Based on the accelerated and stress conditions, likely the
polysorbate 80 drop under the long term storage condition will also
reach to a plateau of 0.04-0.05% (w/v), which is sufficient to
protect the protein from shaking or agitation based on the
formulation development studies.
[0263] There were no apparent changes in protein concentrations up
to 12 months under the long term storage condition, and all results
met the acceptance criteria (FIG. 22). Some variations observed for
the development lot STC-261-P221-S24 was likely due to assay
variation as this lot was tested by a different method (an A280
method by sample dilution) from the other lots.
[0264] Similar to the accelerated and stress conditions, there were
changes in monomer %, HMW %, and LMW % in all the lots under the
long term storage condition. The monomer % decreased over time,
mainly due to increase of HMW % and LMW % (FIGS. 23A, 23B, and
23C). With linear kinetics prediction at 95% confidence, both
monomer % and HMW % for all the lots will meet the acceptance
criteria at 24 months (FIGS. 23A and 23B). An overlay of
chromatographic profiles of Lot CMC-M-0061 comparing the changes
under the long term storage condition with changes under the
accelerated condition (25.degree. C.) and the stress condition
(40.degree. C.) at 3 months is presented in FIG. 24.
[0265] Similar to the accelerated and stress conditions, IgG %
decreased under the long term storage condition for all of the lots
except lot VVRG56 (FIG. 25A). With linear kinetics prediction at
95% confidence, the IgG % levels for all the lots will meet the
acceptance criteria at 24 months (FIG. 25A). There was no apparent
trend in change of HHL % over time (FIG. 25B), suggesting that the
IgG % decrease was due to increase in other fragments. An overlay
of electrophoretic profiles of Lot CMC-M-0061 comparing the changes
under the long term storage condition (5.degree. C.) with changes
under the accelerated condition (25.degree. C.) and the stress
condition (40.degree. C.) at 3 months is presented in FIG. 26,
which shows the elution locations and the potential identities of
these fragments.
[0266] Similar to the accelerated and stress conditions, HC+LC %
decreased over time in all the lots due to increase in fragments
under the long term storage condition (FIG. 27). An overlay of
electrophoretic profiles of Lot CMC-M-0061 comparing the changes
under the long term storage condition (5.degree. C.) with changes
under the accelerated condition (25.degree. C.) and the stress
condition (40.degree.
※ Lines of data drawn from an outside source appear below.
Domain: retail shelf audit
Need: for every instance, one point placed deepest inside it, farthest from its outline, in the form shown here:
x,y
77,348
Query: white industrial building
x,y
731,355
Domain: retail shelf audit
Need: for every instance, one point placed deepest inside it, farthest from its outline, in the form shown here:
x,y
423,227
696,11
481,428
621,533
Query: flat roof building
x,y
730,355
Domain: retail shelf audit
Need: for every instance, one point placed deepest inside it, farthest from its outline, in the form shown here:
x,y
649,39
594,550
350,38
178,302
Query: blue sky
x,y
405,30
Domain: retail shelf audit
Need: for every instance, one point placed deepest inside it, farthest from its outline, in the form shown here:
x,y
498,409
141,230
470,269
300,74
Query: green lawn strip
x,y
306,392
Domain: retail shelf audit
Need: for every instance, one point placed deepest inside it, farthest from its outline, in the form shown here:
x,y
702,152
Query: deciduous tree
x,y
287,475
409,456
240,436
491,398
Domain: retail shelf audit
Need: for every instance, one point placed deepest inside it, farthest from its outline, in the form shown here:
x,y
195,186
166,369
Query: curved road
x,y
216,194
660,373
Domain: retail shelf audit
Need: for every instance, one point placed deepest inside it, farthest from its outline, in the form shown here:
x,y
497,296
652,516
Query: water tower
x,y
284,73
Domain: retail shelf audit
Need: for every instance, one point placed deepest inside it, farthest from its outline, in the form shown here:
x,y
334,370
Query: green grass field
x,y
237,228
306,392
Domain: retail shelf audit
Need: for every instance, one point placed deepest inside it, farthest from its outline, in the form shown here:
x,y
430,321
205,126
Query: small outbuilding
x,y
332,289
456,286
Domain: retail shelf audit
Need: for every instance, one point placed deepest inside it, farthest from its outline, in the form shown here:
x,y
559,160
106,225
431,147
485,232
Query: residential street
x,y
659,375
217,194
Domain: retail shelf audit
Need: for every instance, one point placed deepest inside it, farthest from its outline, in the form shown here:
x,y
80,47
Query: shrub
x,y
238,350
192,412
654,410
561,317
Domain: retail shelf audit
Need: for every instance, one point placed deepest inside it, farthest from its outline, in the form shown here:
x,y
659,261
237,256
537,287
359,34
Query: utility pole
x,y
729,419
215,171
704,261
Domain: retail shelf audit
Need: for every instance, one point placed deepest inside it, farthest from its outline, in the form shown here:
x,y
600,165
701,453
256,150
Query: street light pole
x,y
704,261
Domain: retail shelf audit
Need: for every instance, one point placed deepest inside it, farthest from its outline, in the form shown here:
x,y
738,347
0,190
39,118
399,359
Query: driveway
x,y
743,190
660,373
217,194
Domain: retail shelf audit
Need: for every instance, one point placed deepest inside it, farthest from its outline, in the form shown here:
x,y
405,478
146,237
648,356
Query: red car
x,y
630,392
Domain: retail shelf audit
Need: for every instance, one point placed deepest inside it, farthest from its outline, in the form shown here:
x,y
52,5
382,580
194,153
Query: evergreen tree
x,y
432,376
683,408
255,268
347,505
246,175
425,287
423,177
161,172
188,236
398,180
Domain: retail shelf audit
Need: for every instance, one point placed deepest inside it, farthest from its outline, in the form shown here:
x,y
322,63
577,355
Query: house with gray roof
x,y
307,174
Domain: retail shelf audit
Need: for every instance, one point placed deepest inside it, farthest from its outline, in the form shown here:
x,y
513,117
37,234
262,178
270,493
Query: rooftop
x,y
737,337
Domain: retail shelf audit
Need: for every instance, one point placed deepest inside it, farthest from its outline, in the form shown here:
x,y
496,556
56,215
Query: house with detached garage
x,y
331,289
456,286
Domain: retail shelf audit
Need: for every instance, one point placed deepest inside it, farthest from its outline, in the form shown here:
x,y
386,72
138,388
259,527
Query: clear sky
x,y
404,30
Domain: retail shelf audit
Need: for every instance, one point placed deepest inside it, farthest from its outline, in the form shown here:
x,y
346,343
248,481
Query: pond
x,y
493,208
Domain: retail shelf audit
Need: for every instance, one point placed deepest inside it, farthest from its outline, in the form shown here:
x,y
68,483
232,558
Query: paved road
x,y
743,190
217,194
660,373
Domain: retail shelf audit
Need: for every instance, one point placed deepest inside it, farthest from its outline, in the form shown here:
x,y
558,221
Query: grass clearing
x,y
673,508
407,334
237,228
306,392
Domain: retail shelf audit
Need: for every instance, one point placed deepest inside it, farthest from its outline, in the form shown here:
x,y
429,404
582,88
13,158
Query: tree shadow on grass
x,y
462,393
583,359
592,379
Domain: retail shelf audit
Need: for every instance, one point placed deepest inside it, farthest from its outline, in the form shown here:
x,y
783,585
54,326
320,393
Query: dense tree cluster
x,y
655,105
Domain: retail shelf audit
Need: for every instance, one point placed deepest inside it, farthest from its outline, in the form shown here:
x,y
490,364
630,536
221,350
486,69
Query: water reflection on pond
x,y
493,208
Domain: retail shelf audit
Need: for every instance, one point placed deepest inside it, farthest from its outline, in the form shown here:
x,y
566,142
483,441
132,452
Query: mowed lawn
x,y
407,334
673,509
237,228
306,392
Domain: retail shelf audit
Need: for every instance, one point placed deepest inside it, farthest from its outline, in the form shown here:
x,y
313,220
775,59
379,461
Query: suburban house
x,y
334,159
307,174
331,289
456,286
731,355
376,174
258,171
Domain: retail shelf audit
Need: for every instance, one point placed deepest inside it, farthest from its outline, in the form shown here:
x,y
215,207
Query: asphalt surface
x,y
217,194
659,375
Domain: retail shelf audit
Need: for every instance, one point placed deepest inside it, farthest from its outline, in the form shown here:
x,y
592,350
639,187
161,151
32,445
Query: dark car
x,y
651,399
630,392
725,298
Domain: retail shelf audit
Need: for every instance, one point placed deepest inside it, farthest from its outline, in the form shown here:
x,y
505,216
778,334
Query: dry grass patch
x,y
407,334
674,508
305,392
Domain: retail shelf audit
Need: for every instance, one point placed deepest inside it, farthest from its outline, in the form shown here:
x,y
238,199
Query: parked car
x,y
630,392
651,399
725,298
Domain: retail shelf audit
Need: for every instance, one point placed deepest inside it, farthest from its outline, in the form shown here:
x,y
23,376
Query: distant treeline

C.) at 3 months is presented in FIG. 28. With
linear kinetics prediction at 95% confidence, the HC+LC % levels
for all the lots will meet the acceptance criteria at 24 months
except lots CMC-M-0061 and CMC-N-0011. Based on the limited data
and relatively higher variations of the data for these two lots,
the levels at 24 months from the 95% confidence predictions were
overestimated, compared to the other lots. In addition, the results
under the accelerated conditions (FIG. 12A) indicate that the
decrease of HC+LC % reached to a plateau (96%-97%) at 3 months with
no apparent change from 3 months to 12 months. Thus, it is
reasonable to predict that the HC+LC % levels for lots CMC-M-0061
and CMC-N-0011 will meet the acceptance criteria at 24 months when
stored under the long term storage condition.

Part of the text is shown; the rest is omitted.